Operations Associate

Nico’s disposition and approach are shaped by more than a decade in and around Providence Public Schools including time as a volunteer, preservice teacher, classroom educator, non-profit director, school culture lead, and district-level coach. In that time, Nico specialized in affecting systems-level change with emphasis on school belonging, restorative practices, student leadership, and social-emotional well-being. Nico roots himself in the Freirean stance that education remains, as ever, a foundationally political act with the potential to empower either conformity or liberation–but never both. In pursuing collective freedom, Nico draws energy from time in community among those who share, live, and lead this dream, including and especially young people.

Nico’s formal education includes undergraduate work at Rhode Island College, where they were awarded the Katherine Murray Prize for social justice in education, as well as advanced study at the University of Illinois Urbana-Champaign.
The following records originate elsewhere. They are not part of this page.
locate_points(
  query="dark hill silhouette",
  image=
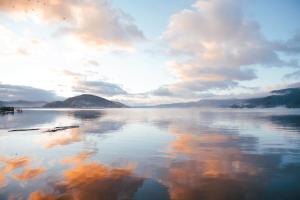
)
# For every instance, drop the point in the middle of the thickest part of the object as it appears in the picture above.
(85, 101)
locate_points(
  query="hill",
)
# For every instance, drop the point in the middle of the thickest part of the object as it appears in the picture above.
(289, 98)
(85, 101)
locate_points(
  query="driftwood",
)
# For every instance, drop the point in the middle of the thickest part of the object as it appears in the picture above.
(55, 129)
(26, 129)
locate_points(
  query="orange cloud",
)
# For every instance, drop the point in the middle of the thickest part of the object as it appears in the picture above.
(82, 156)
(29, 174)
(94, 181)
(14, 163)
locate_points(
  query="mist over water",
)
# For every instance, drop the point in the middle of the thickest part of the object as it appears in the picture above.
(180, 154)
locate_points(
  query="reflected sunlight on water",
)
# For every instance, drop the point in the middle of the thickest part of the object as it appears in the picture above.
(179, 154)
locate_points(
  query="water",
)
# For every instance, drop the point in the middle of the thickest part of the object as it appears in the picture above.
(151, 154)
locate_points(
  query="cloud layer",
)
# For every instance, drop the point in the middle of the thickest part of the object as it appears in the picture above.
(15, 92)
(94, 22)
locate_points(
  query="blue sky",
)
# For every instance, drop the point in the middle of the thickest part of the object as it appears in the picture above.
(148, 52)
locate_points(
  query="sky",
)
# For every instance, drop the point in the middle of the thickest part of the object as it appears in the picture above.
(143, 52)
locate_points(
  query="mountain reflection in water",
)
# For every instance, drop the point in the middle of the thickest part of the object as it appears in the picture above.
(180, 154)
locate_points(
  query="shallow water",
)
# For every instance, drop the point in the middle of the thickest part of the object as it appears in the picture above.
(151, 154)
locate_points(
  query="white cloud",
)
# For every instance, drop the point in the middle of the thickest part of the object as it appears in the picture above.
(93, 22)
(17, 92)
(215, 46)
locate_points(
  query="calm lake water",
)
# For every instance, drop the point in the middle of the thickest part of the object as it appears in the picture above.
(151, 154)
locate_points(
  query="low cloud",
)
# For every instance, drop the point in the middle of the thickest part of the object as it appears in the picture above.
(93, 22)
(17, 92)
(214, 47)
(98, 88)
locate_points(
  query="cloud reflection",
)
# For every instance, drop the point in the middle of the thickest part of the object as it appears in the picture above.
(93, 181)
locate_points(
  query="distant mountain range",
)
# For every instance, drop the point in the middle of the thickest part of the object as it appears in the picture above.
(85, 101)
(289, 98)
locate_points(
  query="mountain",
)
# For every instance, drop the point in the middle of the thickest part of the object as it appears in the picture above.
(23, 104)
(289, 98)
(215, 103)
(85, 101)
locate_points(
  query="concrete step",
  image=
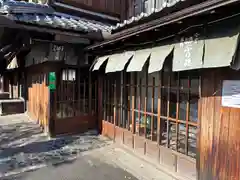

There, Nico earned their EdM in Education, Policy, Organization, & Leadership with a focus on Diversity and Equity in Education.


They join the Communities for Just Schools Fund from the ancestral lands of the Mashpee Wampanoag where Nico resides with their spouse, orange tabby, and two children. Outside of work, Nico enjoys coffee, hiking, board games, home-manicuring, and dreaming of the day that Tottenham Hotspur Football Club claims their place atop the Premier League.